Love’s Endless Wonders
I watched as the worn wooden stairs once again felt the soft steps of the old man carry his great-grandchild down to the basement pantry shelf.
As each grandchild turned nine months he would make the same journey. Pointing to individual cans of food with his finger, he’d say, “See here – here’s a can of plums. Plums are purple. Plums start with the letter p.”
They would spend the time needed to label each variety enjoying each other’s company. At nine months, that the grandchild understood what he was saying was doubtful, but she understood the attention she was receiving.
On Saturday morning, the sound of the door bell rang as it was pressed. She moved swiftly to answer it, the neighborhood children spilling in as the door swung open.

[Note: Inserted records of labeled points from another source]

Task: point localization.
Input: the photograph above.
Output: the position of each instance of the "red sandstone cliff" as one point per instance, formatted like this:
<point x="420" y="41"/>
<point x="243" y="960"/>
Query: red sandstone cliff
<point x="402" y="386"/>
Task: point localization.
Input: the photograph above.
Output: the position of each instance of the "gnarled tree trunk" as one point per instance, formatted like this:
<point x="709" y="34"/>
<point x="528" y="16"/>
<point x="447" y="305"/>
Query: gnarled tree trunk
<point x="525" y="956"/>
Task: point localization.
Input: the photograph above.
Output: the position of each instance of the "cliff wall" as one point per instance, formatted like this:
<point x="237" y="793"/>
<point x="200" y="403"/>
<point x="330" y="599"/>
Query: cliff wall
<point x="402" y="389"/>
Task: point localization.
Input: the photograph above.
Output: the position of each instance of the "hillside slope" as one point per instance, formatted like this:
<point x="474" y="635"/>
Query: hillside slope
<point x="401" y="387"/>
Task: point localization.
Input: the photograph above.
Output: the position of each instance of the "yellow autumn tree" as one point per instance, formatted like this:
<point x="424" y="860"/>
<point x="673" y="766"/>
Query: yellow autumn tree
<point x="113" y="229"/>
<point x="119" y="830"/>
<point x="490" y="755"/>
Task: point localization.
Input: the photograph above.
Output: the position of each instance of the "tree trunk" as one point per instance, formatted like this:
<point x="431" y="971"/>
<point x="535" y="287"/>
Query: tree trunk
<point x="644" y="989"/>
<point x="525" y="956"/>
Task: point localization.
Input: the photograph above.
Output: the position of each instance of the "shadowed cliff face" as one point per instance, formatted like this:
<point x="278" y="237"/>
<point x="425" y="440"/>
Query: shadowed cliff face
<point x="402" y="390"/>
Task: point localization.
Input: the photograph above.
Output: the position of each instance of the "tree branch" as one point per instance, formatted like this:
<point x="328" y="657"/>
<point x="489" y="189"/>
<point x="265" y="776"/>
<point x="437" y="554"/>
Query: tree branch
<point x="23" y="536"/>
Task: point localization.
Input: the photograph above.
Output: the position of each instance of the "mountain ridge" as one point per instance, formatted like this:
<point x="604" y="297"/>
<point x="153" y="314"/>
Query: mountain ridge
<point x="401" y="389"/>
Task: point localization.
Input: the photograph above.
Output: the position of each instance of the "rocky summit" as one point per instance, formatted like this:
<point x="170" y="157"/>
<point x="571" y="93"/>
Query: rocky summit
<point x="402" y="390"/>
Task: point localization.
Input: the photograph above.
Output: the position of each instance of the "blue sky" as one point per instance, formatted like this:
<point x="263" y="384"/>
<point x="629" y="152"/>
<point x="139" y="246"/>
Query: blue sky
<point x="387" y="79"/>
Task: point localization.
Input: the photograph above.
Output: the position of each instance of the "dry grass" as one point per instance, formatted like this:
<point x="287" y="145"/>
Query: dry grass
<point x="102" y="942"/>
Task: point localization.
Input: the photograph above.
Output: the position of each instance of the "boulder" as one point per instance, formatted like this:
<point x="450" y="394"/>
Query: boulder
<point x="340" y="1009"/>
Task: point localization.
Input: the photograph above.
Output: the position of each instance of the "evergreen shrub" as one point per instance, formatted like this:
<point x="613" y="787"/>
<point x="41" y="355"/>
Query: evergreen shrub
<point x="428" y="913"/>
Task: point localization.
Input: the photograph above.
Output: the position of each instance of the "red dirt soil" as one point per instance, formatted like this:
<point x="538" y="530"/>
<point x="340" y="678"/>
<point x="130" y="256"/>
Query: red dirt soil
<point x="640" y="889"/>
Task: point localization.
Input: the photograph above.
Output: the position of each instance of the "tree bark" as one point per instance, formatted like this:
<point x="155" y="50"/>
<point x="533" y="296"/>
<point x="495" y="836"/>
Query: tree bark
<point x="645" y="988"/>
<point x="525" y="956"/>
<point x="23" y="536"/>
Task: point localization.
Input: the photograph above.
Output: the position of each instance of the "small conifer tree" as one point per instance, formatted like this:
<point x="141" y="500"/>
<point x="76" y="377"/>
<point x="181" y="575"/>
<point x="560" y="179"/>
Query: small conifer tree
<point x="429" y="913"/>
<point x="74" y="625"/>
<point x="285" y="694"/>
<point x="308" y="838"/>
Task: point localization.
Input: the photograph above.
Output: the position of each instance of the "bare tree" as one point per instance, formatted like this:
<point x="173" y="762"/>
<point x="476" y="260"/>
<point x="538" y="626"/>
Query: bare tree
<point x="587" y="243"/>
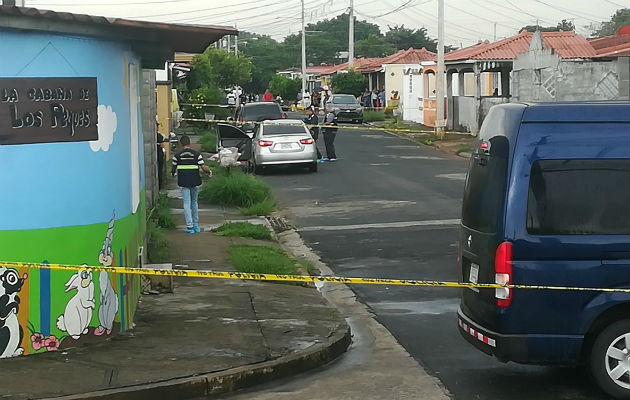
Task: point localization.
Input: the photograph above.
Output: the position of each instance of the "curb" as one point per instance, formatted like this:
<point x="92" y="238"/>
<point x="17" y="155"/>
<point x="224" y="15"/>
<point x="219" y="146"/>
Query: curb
<point x="403" y="136"/>
<point x="217" y="383"/>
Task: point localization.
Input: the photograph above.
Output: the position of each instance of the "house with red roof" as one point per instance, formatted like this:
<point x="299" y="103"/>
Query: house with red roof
<point x="539" y="66"/>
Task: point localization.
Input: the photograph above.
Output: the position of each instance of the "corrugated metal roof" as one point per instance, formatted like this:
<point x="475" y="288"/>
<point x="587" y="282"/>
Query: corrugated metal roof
<point x="565" y="44"/>
<point x="180" y="37"/>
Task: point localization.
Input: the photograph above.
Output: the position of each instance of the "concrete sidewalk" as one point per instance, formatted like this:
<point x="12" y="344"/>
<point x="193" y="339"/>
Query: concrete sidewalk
<point x="208" y="337"/>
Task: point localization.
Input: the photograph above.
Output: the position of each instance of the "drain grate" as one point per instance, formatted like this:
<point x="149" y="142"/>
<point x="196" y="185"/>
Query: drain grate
<point x="279" y="224"/>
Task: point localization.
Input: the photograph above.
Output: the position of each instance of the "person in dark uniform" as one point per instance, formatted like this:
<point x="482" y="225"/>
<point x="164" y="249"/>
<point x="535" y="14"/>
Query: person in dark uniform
<point x="329" y="135"/>
<point x="311" y="122"/>
<point x="161" y="158"/>
<point x="187" y="163"/>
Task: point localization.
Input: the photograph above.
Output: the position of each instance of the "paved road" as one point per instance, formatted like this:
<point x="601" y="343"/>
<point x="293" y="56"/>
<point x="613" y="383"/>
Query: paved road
<point x="367" y="216"/>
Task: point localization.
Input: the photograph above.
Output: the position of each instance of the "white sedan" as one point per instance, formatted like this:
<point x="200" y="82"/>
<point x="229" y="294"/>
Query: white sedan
<point x="283" y="142"/>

“Hi, Mrs. Chambers! Is it time to get a book yet?” Smiling, she watched as the neighborhood children carefully looked through each book.

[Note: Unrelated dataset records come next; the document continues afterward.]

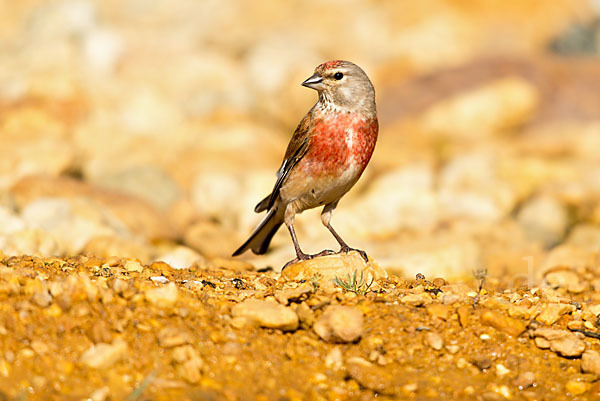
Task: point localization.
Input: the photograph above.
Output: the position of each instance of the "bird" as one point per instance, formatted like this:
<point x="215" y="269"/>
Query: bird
<point x="326" y="156"/>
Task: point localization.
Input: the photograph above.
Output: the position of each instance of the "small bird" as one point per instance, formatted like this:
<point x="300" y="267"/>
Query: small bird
<point x="327" y="154"/>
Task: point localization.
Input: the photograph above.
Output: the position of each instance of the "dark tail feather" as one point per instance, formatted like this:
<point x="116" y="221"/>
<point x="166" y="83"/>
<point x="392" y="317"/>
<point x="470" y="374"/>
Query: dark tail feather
<point x="263" y="204"/>
<point x="261" y="237"/>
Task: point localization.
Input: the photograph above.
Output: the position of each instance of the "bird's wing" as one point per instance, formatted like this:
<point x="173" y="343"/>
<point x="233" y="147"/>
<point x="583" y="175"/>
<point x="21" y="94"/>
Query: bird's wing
<point x="296" y="149"/>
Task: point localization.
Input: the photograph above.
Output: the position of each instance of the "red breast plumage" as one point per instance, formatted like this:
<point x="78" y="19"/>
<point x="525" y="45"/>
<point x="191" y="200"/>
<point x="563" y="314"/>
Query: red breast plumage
<point x="327" y="154"/>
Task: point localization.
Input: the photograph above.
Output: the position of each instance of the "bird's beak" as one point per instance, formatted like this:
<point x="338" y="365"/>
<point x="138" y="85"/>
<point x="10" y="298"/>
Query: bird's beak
<point x="314" y="82"/>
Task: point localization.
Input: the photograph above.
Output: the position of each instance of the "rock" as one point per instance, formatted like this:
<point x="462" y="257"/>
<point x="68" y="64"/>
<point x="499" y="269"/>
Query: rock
<point x="544" y="219"/>
<point x="440" y="311"/>
<point x="148" y="182"/>
<point x="464" y="312"/>
<point x="172" y="337"/>
<point x="212" y="239"/>
<point x="564" y="278"/>
<point x="339" y="324"/>
<point x="334" y="359"/>
<point x="503" y="323"/>
<point x="489" y="108"/>
<point x="524" y="380"/>
<point x="136" y="215"/>
<point x="590" y="362"/>
<point x="306" y="315"/>
<point x="371" y="376"/>
<point x="416" y="299"/>
<point x="164" y="296"/>
<point x="103" y="356"/>
<point x="133" y="266"/>
<point x="434" y="340"/>
<point x="267" y="314"/>
<point x="181" y="257"/>
<point x="189" y="365"/>
<point x="552" y="312"/>
<point x="326" y="268"/>
<point x="288" y="295"/>
<point x="577" y="387"/>
<point x="564" y="343"/>
<point x="104" y="246"/>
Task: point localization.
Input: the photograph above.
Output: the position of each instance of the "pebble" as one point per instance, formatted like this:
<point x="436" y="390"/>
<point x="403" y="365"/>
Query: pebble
<point x="577" y="387"/>
<point x="334" y="359"/>
<point x="288" y="295"/>
<point x="329" y="267"/>
<point x="164" y="296"/>
<point x="440" y="311"/>
<point x="503" y="323"/>
<point x="590" y="362"/>
<point x="189" y="365"/>
<point x="434" y="340"/>
<point x="416" y="299"/>
<point x="552" y="312"/>
<point x="563" y="278"/>
<point x="172" y="337"/>
<point x="524" y="380"/>
<point x="371" y="376"/>
<point x="339" y="324"/>
<point x="563" y="342"/>
<point x="267" y="314"/>
<point x="133" y="266"/>
<point x="102" y="356"/>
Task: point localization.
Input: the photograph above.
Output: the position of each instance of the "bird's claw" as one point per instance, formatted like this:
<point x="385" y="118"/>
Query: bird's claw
<point x="346" y="249"/>
<point x="325" y="252"/>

Reaching toward her desk, she took out the worn notebook and began to write each child’s name alongside the title of his chosen book.
“Remember: bring them back next Saturday so you can borrow another.” Those were the days when mothers stayed home with the children and cars went to work with fathers. My grandmother was the neighborhood library.

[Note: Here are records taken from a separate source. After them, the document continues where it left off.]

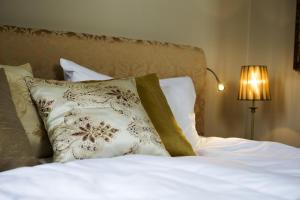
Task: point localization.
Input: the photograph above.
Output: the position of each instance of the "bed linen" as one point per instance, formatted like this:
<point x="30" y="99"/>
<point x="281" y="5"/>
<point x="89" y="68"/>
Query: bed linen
<point x="225" y="169"/>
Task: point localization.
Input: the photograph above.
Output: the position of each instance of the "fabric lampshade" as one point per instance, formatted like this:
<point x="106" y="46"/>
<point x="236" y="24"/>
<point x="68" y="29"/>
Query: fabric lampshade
<point x="254" y="83"/>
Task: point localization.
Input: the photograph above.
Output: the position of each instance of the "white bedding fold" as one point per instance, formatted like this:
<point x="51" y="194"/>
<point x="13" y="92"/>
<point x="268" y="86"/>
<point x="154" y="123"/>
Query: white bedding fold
<point x="221" y="171"/>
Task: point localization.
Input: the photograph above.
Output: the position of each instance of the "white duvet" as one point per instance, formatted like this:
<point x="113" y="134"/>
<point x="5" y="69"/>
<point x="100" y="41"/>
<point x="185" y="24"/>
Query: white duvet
<point x="225" y="169"/>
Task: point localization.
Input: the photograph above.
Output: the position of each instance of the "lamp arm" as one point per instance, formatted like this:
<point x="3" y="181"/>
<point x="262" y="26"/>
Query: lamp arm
<point x="214" y="74"/>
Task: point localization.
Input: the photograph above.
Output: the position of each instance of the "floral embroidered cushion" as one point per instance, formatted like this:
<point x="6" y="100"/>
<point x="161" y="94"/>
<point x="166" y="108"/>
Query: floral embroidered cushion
<point x="26" y="110"/>
<point x="94" y="119"/>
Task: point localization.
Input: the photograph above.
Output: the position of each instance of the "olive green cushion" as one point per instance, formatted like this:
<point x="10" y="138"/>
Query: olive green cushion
<point x="15" y="149"/>
<point x="25" y="109"/>
<point x="157" y="107"/>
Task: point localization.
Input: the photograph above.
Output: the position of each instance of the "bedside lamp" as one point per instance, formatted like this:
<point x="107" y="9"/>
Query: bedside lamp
<point x="254" y="86"/>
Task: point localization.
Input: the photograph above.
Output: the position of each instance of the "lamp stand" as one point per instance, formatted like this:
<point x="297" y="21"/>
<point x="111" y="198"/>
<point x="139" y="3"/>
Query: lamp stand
<point x="253" y="109"/>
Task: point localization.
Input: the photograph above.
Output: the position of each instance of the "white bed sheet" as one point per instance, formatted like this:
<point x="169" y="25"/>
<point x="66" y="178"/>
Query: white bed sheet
<point x="225" y="169"/>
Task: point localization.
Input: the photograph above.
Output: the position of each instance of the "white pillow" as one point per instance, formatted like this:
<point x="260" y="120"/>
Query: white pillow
<point x="174" y="90"/>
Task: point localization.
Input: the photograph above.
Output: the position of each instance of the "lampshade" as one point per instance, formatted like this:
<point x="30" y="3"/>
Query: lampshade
<point x="254" y="83"/>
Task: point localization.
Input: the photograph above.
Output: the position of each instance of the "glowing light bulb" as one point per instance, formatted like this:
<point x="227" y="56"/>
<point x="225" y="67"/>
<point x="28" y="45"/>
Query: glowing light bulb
<point x="221" y="87"/>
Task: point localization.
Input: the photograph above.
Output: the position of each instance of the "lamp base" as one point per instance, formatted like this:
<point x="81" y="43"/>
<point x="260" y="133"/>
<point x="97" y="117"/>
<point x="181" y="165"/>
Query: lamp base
<point x="253" y="110"/>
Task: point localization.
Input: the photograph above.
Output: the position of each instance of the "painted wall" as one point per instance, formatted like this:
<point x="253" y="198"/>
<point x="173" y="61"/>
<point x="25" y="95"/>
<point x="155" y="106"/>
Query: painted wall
<point x="231" y="32"/>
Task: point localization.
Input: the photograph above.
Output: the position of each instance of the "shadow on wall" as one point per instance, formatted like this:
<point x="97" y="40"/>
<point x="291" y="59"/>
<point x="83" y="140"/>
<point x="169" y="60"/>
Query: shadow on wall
<point x="232" y="110"/>
<point x="273" y="112"/>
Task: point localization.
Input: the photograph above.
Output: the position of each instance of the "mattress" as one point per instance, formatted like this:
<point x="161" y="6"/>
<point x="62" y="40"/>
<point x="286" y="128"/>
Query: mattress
<point x="224" y="169"/>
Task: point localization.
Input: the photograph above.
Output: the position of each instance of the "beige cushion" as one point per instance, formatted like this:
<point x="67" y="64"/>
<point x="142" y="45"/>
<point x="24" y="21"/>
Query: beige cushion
<point x="26" y="110"/>
<point x="15" y="149"/>
<point x="94" y="119"/>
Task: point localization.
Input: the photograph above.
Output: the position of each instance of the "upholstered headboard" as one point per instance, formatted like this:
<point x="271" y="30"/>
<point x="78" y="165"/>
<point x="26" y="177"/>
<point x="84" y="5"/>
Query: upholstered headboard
<point x="114" y="56"/>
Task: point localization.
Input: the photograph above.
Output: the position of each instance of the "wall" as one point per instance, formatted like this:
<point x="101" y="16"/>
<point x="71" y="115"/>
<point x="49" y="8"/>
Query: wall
<point x="232" y="33"/>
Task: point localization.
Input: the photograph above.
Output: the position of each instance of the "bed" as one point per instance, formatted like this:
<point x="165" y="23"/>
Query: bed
<point x="230" y="168"/>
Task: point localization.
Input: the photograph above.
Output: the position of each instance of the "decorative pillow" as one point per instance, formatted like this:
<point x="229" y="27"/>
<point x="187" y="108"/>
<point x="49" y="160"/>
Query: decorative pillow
<point x="161" y="116"/>
<point x="15" y="149"/>
<point x="94" y="119"/>
<point x="174" y="90"/>
<point x="26" y="111"/>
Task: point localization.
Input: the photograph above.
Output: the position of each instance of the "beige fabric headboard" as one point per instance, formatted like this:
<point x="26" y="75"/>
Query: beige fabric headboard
<point x="117" y="57"/>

Long hot summer days rewarded me with a walk down to the local Burger Dairy store with Grandpa for Popsicles. He always had an excuse; Grandma needed milk or maybe a dozen eggs. But I always knew the true reason: we needed a Popsicle. Enjoying a Popsicle was a large treat disguised as a small treat, for I got to share in the community as he pointed out the comings and goings of the neighborhood along our walk.
Encourage hands on experience in the classroom. Ask open ended questions and provide open ended activities. Children do learn by playing because play is their work. Academics will come when social skills are learned. Mistakes are children’s greatest lessons and often a missed teaching opportunity. All of these are teaching methods and ideologies being taught in today’s Early Childhood Education classes.
My grandparents were already practicing those methods decades ago. They were ahead of their time. Only they called it entertaining the children.
Long walks in the woods with Grandpa taught me about plants and animals. Folks in need were brought home for Sunday dinner. Homemade activities required me to get dirty or messy. Each and every experience they gave me, not only enveloped all the developmental areas – it preceded today’s hands on teaching methods in a time where children learned by sitting quietly in school.
Their philosophy about teaching children was role modeled beautifully during their lives and shared with their grandchildren. Because of that awesome role modeling, this I believe: children are given to us from God, not brought here to entertain us, but to be nurtured by us. The joy we receive from our experience with them is our gift from him.